Détenant près de 70 % des parts du marché national des carburants, le groupe Petrolimex et la société PVOIL du groupe Petrovietnam ont pris les devants en déployant des solutions visant à remplacer l’essence minérale par l’essence biologique E10RON95 à l’échelle nationale avant le calendrier fixé par le ministère de l’Industrie et du Commerce.
Cette initiative des deux géants du secteur contribue à réduire la pression sur les importations d’essence minérale et à renforcer la sécurité énergétique nationale.
Selon la feuille de route établie par le ministère de l’Industrie et du Commerce, l’essence minérale devra être remplacée à l’échelle nationale par l’essence biologique E10RON95 à partir du 1er juin 2026.
Toutefois, face aux fluctuations du marché énergétique mondial et en application de la Directive n°09/CT-TTg du 19 mars 2026 sur le renforcement des économies d’énergie, l’accélération de la transition énergétique et le développement des transports électriques, Petrolimex et PVOIL ont décidé d’anticiper cette mise en œuvre.

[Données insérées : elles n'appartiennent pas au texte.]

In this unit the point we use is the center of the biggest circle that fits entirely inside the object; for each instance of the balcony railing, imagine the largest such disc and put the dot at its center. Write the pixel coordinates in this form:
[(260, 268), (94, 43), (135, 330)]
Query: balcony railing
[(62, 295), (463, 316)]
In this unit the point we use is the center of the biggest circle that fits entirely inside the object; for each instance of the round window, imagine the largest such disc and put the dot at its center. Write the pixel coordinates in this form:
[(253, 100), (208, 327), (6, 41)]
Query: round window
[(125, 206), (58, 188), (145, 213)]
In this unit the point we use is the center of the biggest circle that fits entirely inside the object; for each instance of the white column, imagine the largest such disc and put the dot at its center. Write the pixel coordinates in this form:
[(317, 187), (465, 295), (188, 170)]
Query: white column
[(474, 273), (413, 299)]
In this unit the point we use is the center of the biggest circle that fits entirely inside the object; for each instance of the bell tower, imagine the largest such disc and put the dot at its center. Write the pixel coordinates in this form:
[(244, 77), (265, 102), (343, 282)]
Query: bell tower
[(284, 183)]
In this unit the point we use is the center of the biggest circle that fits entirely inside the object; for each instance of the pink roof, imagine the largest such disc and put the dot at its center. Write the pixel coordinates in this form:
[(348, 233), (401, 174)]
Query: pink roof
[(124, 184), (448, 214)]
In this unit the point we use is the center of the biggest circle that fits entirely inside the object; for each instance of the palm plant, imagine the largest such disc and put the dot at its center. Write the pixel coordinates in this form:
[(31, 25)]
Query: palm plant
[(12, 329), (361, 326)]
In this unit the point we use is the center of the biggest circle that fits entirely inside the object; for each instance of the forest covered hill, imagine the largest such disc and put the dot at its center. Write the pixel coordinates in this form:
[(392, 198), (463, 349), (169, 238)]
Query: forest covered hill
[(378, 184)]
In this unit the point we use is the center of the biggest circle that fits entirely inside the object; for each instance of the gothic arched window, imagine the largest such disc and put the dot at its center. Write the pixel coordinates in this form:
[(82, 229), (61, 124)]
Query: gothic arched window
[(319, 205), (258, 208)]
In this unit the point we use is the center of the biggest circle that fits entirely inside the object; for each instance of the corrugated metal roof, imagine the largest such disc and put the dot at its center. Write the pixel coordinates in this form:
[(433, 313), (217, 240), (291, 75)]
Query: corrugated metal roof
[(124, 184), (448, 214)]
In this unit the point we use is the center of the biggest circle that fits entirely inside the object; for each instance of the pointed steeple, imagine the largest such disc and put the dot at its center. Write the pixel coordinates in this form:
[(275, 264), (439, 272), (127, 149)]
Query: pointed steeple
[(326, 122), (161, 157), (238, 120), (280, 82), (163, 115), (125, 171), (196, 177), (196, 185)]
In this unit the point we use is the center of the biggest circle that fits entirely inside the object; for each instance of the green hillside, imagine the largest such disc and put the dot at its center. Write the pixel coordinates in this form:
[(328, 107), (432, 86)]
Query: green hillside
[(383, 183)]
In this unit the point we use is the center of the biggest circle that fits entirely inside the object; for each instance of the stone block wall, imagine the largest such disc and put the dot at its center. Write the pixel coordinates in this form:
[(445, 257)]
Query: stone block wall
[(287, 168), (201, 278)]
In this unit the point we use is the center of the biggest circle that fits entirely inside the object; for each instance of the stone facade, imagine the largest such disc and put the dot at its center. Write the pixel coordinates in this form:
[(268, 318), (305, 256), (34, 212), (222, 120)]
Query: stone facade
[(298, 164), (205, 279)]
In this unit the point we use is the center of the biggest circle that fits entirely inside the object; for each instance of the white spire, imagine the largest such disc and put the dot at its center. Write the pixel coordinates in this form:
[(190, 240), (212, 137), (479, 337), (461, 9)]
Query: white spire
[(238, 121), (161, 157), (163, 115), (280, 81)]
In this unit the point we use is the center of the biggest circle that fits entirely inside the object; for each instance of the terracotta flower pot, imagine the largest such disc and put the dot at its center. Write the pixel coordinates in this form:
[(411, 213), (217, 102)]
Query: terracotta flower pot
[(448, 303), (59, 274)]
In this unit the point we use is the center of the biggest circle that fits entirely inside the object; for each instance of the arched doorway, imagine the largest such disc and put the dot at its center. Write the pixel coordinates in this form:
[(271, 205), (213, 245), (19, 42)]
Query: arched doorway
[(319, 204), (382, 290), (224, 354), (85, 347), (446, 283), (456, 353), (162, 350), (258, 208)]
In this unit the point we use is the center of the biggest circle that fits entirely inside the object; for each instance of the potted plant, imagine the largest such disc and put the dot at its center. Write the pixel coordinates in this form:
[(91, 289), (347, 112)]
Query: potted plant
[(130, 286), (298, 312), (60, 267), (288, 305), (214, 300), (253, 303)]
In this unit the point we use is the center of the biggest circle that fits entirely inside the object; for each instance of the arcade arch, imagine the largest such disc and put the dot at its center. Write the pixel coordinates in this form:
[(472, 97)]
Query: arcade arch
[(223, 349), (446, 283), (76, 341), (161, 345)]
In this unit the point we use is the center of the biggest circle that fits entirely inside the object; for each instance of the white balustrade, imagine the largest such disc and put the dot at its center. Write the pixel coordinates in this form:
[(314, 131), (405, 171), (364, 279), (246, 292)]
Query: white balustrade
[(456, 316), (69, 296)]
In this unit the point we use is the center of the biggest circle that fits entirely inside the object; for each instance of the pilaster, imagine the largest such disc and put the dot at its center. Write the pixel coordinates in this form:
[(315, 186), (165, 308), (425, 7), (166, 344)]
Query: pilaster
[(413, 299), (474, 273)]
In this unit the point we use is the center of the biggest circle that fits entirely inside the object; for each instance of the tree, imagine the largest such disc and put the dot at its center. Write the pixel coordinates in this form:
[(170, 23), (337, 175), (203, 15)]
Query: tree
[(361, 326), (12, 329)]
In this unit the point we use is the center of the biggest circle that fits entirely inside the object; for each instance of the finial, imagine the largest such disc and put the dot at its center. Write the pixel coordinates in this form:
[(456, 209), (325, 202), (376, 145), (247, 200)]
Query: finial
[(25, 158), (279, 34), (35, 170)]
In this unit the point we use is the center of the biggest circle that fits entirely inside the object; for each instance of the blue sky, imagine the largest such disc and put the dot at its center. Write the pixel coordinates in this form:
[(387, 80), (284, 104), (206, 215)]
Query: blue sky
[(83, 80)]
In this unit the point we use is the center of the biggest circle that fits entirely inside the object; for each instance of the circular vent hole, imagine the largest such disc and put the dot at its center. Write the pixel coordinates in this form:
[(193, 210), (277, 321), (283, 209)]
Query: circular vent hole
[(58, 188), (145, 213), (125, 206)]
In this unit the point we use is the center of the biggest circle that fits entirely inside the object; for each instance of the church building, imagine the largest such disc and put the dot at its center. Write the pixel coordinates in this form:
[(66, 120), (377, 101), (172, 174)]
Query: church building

Un représentant de Petrolimex a indiqué que le groupe mettait en œuvre de manière résolue des solutions coordonnées afin d’élargir dès le mois d’avril prochain la commercialisation de l’essence biologique E10RON95, avec l’objectif de remplacer intégralement l’essence minérale avant l’échéance prévue.
Selon Petrolimex, si l’ensemble de ses ventes d’essence minérale était converti à l’E10RON95, le groupe réduirait d’environ 10 % sa consommation d’essence minérale, soit une baisse de 35.000 à 40.000 m³ par mois, ce qui permettrait d’alléger la pression sur les importations.
De son côté, le président de PVOIL, Cao Hoai Duong, a indiqué que l’entreprise avait achevé la modernisation de ses systèmes de mélange et de stockage dans 13 dépôts principaux à travers le pays.
Avec un réseau de près de 900 stations-service, ainsi que plus de dix ans d’expérience dans le mélange des biocarburants, PVOIL se dit prête non seulement à approvisionner l’ensemble de son réseau en E10RON95, mais aussi à assurer le mélange pour d’autres distributeurs, contribuant ainsi à garantir un approvisionnement stable du marché.
À ce jour, Petrovietnam et ses filiales, notamment PVOIL et la Société par actions de raffinage et de pétrochimie de Binh Son (BSR), mettent activement en œuvre les solutions nécessaires pour être prêtes à assurer le mélange, la commercialisation et l’utilisation de l’E10RON95 à l’échelle nationale avant l’échéance.
Petrovietnam a demandé à BSR et à la branche de distribution des produits raffinés de Nghi Son (PVNDB) d’accélérer la préparation des volumes d’essence de base RON95, tout en coordonnant la relance de l’usine de biocarburants pétroliers du Centre, située à Dung Quat (Quang Ngai), afin d’augmenter l’offre nationale d’éthanol destinée au mélange.
Le directeur général de BSR, Nguyen Viet Thang, a indiqué que, pour préparer la commercialisation nationale de l’E10RON95, l’entreprise était prête à produire 60.000 tonnes d’éthanol destinées au mélange.
Afin d’accélérer le remplacement de l’essence minérale à l’échelle nationale, Bui Ngoc Bao, président de l’Association vietnamienne du pétrole (VINPA), a proposé au gouvernement de promulguer rapidement un nouveau décret sur le commerce des carburants, en remplacement des textes antérieurs devenus inadaptés, afin de permettre aux entreprises d’anticiper leurs approvisionnements, d’en évaluer l’efficacité et de garantir l’offre du marché en toutes circonstances.
Par ailleurs, afin de garantir un approvisionnement stable pour le mélange de l’E10RON95, tout en contribuant à réduire les coûts et le prix de vente de ce carburant, la VINPA a également proposé au ministère de l’Industrie et du Commerce d’étudier des politiques facilitant l’accès des fournisseurs étrangers au marché vietnamien.
Selon le ministère de l’Industrie et du Commerce, les besoins en éthanol pour le mélange de l’essence biologique E10RON95 devraient atteindre environ 1,1 million de m³ par an. La capacité de production nationale ne couvrant actuellement qu’au maximum 40 % de cette demande, plus de 60 % des besoins en éthanol devront être importés.